К чему же сводится та мощная узда, которую религия накладывает на человеческие страсти? Если мы послушаем наших священников, окажется, что в странах, где люди внемлют их проповедям и следуют их заповедям, никаких преступлений, ни явных, ни тайных, не совершается; окажется что сами священники - сущие ангелы, а всякий верующий не знает за собой никаких недостатков. И вместе с тем мы забываем все свои религиозные теории и рассуждения, как только нас захватывает какая-нибудь сильная страсть, неискоренимая привычка, или же мы ослеплены соображениями собственной выгоды; в таких случаях мы перестаем рассуждать. Стало быть, добродетельными или порочными делают нас характер и привычка. Неверующий может отличаться очень сильными страстями; он может очень здраво рассуждать о религии и вместе с тем теряет всякий здравый смысл, как только дело касается его собственного поведения. Тот же, кто готов всему верить,плохой мыслитель; а если он еще и ведет себя дурно, то он одновременно и глупый, и злой человек.

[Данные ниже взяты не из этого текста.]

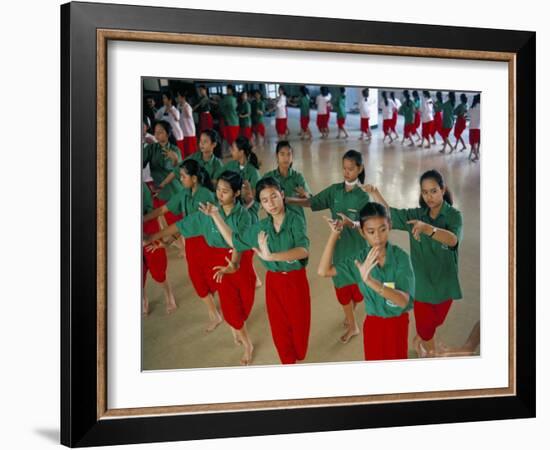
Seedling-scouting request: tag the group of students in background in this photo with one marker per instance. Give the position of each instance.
(243, 114)
(222, 215)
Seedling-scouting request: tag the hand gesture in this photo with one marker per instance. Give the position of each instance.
(419, 227)
(208, 208)
(220, 271)
(336, 226)
(370, 262)
(263, 251)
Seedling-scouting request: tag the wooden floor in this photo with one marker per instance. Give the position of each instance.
(178, 341)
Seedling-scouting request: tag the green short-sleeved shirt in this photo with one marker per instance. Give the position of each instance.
(304, 103)
(291, 235)
(460, 110)
(211, 166)
(147, 200)
(160, 168)
(397, 273)
(341, 107)
(186, 202)
(244, 108)
(257, 107)
(448, 114)
(349, 203)
(293, 180)
(228, 106)
(407, 111)
(435, 264)
(199, 224)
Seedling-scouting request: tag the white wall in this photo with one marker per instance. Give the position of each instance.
(30, 314)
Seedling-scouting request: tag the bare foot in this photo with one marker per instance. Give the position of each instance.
(247, 355)
(349, 334)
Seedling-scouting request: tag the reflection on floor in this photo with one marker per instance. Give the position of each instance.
(179, 340)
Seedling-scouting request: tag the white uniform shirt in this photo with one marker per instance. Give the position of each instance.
(280, 107)
(475, 117)
(387, 111)
(427, 110)
(322, 103)
(187, 123)
(173, 120)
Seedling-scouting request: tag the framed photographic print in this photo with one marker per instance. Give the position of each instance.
(278, 224)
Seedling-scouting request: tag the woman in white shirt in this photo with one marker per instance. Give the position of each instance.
(475, 127)
(187, 124)
(323, 111)
(388, 108)
(170, 114)
(364, 112)
(427, 116)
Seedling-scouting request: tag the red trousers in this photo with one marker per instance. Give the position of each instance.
(460, 126)
(289, 312)
(154, 261)
(281, 125)
(346, 294)
(429, 316)
(236, 290)
(386, 337)
(199, 266)
(427, 128)
(205, 122)
(304, 123)
(364, 124)
(475, 136)
(190, 145)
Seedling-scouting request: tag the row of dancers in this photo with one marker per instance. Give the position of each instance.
(215, 209)
(424, 117)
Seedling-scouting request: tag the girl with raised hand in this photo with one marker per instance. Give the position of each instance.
(280, 241)
(385, 277)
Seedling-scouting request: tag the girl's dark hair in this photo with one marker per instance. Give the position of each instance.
(243, 144)
(371, 210)
(234, 180)
(385, 98)
(266, 183)
(193, 168)
(215, 139)
(357, 158)
(452, 97)
(438, 178)
(168, 128)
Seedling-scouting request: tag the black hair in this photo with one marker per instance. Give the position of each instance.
(452, 97)
(267, 182)
(193, 168)
(215, 139)
(234, 180)
(372, 210)
(243, 144)
(357, 158)
(438, 178)
(385, 98)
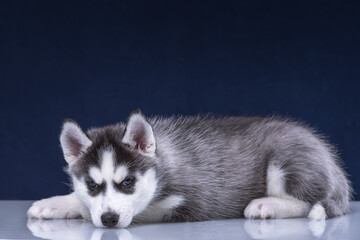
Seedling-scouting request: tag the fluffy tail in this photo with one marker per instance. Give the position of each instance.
(337, 202)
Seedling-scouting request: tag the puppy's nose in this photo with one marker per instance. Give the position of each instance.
(109, 219)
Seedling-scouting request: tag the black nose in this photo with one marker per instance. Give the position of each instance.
(109, 219)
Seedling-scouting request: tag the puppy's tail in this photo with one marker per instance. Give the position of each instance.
(337, 202)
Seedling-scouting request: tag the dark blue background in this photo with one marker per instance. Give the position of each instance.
(96, 61)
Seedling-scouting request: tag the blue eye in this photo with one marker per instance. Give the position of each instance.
(128, 182)
(92, 184)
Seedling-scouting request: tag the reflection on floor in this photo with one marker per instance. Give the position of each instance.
(345, 227)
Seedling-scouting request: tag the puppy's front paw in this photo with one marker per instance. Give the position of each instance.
(52, 208)
(260, 208)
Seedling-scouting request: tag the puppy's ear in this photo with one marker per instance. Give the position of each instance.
(74, 141)
(139, 134)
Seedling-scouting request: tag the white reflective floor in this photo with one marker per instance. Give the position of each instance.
(15, 225)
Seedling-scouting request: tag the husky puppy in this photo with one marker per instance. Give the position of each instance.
(195, 169)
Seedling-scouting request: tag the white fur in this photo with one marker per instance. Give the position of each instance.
(96, 175)
(120, 174)
(67, 206)
(73, 131)
(107, 167)
(317, 212)
(278, 204)
(275, 181)
(125, 205)
(156, 212)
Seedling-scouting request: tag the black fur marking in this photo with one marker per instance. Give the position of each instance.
(110, 139)
(101, 188)
(125, 189)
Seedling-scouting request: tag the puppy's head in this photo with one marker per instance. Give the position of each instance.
(112, 168)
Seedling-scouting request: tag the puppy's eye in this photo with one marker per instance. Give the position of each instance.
(92, 184)
(128, 182)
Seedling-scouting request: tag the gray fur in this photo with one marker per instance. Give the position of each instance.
(220, 164)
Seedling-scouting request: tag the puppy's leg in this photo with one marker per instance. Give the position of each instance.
(274, 207)
(68, 206)
(278, 204)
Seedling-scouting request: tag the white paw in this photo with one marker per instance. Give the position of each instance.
(317, 212)
(260, 208)
(53, 208)
(60, 229)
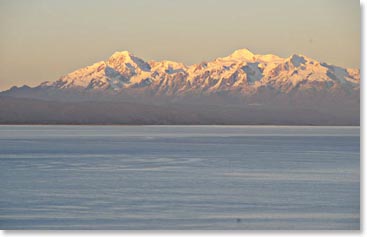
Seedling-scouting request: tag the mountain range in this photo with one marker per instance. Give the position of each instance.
(242, 88)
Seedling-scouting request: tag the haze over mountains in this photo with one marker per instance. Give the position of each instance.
(242, 88)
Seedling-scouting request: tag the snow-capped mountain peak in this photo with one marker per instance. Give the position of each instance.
(242, 73)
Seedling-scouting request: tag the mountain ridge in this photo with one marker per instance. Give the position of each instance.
(241, 88)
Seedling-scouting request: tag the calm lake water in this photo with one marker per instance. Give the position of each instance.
(179, 177)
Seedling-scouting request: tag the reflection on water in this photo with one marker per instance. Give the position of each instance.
(179, 177)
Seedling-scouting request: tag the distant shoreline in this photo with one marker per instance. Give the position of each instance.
(207, 125)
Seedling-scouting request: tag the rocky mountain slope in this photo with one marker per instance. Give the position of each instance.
(243, 85)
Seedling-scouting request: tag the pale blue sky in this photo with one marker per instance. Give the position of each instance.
(44, 39)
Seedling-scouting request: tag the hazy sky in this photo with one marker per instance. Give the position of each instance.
(43, 39)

Наши священники, правда, не соглашаются с тем, что неверующие способны мыслить; они считают, что человек не умеет разумно рассуждать, если предпочитает разум их авторитету. Но в этом деле они - слишком пристрастные судьи, и вопрос этот подлежит решению менее заинтересованными людьми. Пока что сами священники не слишком-то полагаются на собственные рассуждения и для подкрепления своих аргументов всегда привлекают силу; они загоняют людей в рай кнутом; они просвещают их светом костров инквизиции; они насаждают веру вооруженной силой; они имеют низость вызывать на спор людей, которые не могут выступить против них открыто. Такое поведение мало вяжется с представлением о людях, глубоко убежденных в силе своих доводов. Если бы наши богословы действительно обладали искренней верой, разве они побоялись бы свободного и открытого диспута? Разве они не радовались бы всякому доводу, опровержение которого только упрочило бы их учение, будь оно истинно? Между тем наши богословы применяют к своим врагам тактику мексиканских миссионеров, которые заставляли связывать сражавшихся с ними рабов и убивали их, вместо того, чтобы померяться с ними силами в честном бою.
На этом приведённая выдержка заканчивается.